In this two-part blog entry, excerpted from a longer anthology essay, I will briefly introduce Vietnamese American experimental filmmaker and writer Hồng-An Trương’s series of video shorts entitled Adaptation Fever (2006-07)—comprised of four videos. This first post discusses The Past is a Distant Colony (9:00) and A Story in the Process of Self-Alienation (5:00). The second installment details It’s True Because it’s Absurd (3:00) and Explosions in the Sky (Điên Biên Phủ 1954) (3:00).
“As a viewer, I’m constantly looking for my family. For me, the process of going through the archives, there’s always the process of looking for family members and not seeing oneself there.” (Võ)
A forty-something tender-eyed friend tells me about constellations and his family, his parents who died during wartime. I imagine him as a child with the same eyes gazing with his mother and father at the night sky, orbs glowing. Darkness and light. As an exiled adult, he couldn’t bear to look heavenward in the dark, the memory of loss unbearable, a black void. He too is looking for his family, himself; they cannot be seen, found—they are forever lost in the dark. At night he dreams of gaping holes in the undone sky which he tries to suture together with thread—the gaps immense.

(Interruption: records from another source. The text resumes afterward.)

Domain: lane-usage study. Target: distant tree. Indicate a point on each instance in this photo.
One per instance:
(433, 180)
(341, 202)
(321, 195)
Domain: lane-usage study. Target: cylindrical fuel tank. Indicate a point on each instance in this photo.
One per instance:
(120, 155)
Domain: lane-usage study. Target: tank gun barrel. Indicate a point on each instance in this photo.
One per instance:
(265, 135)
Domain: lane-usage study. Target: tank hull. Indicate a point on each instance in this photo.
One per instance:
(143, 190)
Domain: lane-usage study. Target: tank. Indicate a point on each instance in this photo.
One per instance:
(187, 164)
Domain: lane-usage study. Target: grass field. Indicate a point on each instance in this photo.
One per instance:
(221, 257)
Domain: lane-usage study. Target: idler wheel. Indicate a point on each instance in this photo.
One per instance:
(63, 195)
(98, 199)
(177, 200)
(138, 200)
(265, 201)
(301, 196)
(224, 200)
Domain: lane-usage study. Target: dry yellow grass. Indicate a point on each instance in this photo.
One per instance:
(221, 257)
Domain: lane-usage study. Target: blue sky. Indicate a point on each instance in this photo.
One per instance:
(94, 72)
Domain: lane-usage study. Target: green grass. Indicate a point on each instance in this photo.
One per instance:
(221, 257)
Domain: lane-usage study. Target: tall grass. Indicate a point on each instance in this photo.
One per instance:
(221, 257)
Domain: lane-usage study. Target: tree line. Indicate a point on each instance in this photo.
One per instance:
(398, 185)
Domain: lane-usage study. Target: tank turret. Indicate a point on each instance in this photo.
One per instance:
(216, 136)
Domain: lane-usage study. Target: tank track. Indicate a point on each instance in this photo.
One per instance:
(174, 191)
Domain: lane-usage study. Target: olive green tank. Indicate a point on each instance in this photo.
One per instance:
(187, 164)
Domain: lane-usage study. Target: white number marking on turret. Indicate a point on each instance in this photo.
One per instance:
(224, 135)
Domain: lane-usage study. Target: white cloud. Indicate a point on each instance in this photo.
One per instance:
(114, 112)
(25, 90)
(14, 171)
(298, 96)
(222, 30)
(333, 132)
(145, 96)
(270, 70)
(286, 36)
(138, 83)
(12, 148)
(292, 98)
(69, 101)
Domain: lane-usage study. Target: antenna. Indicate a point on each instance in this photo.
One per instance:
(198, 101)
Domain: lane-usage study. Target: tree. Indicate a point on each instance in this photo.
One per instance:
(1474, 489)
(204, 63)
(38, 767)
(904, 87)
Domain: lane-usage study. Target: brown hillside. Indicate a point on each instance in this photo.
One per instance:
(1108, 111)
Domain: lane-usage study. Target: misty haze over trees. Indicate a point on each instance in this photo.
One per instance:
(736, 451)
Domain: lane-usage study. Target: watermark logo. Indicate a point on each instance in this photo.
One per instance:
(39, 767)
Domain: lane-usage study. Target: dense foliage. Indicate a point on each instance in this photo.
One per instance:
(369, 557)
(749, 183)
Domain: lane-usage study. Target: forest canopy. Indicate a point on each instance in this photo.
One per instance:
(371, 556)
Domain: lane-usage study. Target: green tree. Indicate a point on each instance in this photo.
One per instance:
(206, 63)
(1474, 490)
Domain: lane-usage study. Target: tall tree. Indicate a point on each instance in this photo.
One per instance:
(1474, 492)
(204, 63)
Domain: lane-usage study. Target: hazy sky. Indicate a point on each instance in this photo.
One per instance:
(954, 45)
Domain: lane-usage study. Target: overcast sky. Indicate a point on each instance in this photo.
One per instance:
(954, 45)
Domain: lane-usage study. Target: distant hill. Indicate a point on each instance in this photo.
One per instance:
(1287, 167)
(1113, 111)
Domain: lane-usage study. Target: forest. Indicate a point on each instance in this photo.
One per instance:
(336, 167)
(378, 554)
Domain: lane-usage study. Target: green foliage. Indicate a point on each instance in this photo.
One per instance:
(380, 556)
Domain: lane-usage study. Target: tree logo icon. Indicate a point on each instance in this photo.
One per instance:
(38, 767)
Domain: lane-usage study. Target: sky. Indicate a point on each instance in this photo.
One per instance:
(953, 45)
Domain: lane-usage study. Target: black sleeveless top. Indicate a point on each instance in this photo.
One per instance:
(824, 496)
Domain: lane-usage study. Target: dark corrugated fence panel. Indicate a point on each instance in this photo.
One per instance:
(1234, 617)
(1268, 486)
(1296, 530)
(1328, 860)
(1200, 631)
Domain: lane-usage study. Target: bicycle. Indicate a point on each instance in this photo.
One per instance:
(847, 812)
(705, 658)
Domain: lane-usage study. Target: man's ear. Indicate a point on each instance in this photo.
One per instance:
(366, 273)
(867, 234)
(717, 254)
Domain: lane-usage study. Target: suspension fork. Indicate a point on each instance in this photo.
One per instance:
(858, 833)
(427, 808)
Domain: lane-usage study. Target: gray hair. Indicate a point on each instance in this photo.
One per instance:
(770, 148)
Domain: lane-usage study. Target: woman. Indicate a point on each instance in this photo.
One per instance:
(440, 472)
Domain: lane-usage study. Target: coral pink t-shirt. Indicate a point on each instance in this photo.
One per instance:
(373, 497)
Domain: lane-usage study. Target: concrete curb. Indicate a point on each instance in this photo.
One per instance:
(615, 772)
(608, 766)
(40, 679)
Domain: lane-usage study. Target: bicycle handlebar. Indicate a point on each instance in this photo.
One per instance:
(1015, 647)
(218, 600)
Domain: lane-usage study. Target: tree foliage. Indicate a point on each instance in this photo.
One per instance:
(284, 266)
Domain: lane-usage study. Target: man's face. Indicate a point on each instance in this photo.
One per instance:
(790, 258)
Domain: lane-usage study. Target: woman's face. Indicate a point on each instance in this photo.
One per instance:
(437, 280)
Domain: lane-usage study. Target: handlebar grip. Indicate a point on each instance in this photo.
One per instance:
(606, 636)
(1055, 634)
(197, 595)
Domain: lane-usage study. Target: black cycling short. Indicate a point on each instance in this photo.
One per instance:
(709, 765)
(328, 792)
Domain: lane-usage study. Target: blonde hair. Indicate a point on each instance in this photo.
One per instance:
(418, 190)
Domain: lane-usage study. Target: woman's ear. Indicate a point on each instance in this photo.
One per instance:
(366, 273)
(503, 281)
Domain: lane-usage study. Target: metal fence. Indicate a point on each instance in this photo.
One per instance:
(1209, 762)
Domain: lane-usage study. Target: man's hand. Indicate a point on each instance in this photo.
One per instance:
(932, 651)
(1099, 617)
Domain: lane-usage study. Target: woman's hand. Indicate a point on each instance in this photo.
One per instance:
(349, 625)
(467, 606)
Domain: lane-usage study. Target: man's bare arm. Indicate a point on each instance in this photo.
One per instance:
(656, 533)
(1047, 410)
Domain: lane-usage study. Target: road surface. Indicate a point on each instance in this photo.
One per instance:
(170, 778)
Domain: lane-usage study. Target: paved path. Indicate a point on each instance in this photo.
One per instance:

Hồng-An Trương’s artwork also suture the gulfs in memory and loss, desire and void. National and personal memory, historical trauma, and colonial desires are undone, stitched together—the gaps immense. In these works, the past is ever-present in archival black and white, darkness and light—French colonialism, the American war: crisp white linen suits, somber Catholic tunics framed by white hands, white artillery sparks in a black sky. The legacy of Enlightenment and Cold War discourse upon “dark-skinned” people remains spectral, stereoscopic: carte postale Paris, camouflage and colons. Dark jungles and wide white boulevards, black robes and white heat. For Trương, the process of locating oneself, dislocating the gaze of colonialism and the Hollywood machine is an ambivalent one, a process of endless deferral.
The Past is a Distant Colony is formally striking in its symmetry—uncanny archival images of French-occupied Việt Nam mirror each other, framed by black borders. Dealing with the formation of colonial subjects and their ambivalent subjectivity, the video features panning shots of benediction, mass, and ecstatic gestures and smiling faces at what seems to be political rallies or celebrations.
The “true” visual center of The Past is a Distant Colony —“a thin demilitarized zone between opposing images” as Việt Nguyễn describes it—is void. Moving images mirror each other on the periphery—East and West, North and South Việt Nam. Desire and void, darkness and light. The legacy of the “scopic regime” of Enlightenment rationality, a singular Cartesian worldview, with its overarching mono-focal vision of civilization’s grand vistas is disrupted, doubly troubled (Jay 1988).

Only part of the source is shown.